What most programs are missing is something else; a written, defendable position on what each trusted component is allowed to break without taking the whole architecture down, and on what's in scope when it does.

That's a different question than “are we patched?”. It's the one this series will spend several posts unpacking, from both sides of the table.

 

what this series will cover

Four more posts after this one:

”The Identity Provider as Attack Surface” covers what changes when the identity provider (IdP) becomes the breach and why your IdP is in PCI scope whether you've written it down or not.

”AI Agents Inside the Perimeter” discusses how agents pull themselves into compliance scope the moment they touch regulated data and what an assessor will actually ask about, and what most AI deployments can't answer yet.

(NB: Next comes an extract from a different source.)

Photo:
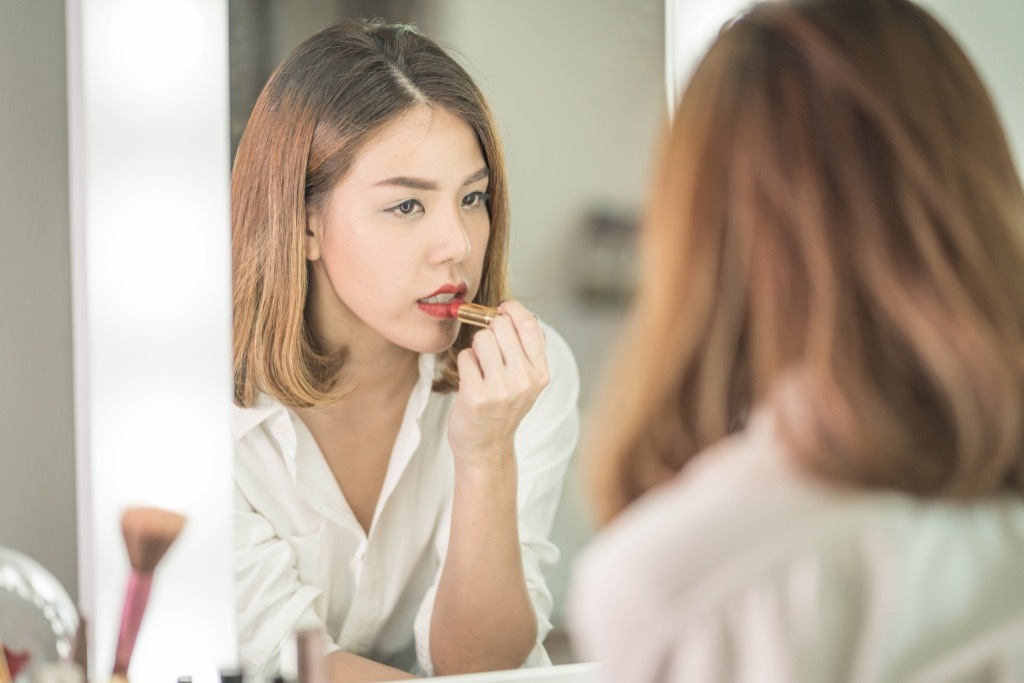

”Vendor Concentration as a Board-Level Risk Metric” talks about how to put a number on architectural dependency that doesn't show up in any framework. This includes how concentration changes what an assessor sees when they walk into your environment.

”Where the Frameworks Fall Short” addresses what PCI DSS 4.0, HIPAA, and SOC 2 quietly assume about vendor trust and what compensating controls assessors should be asking for and aren't yet.

Then, the closing post pulls the thread into an operating posture I call structured skepticism, running a high-trust architecture while refusing to grant trust by default.

 

an exercise for you: What to do this week

Here’s something concrete you can do before the next standup with your PCI provider. No project, no budget, no vendor call.

1. List every product in your environment that holds privileged trust:
  • Firewalls
  • Identity providers
  • Endpoint agents
  • SIEMs
  • Anything with kernel access
  • Anything that gates authentication
  • Any AI agent with a key, a token, or a tool
2. Next to each, write three things;
  • The date of its most recent critical advisory,
  • The compliance scope it sits in or pulls other things into
  • The compensating control that would catch a compromise if the patch came too late

For most organizations, that third column is mostly blank. That blank is the trust architecture problem in one artifact. The rest of this series is what to do about it — as an architect, as a compliance lead, and as the person who must defend the answer to an assessor.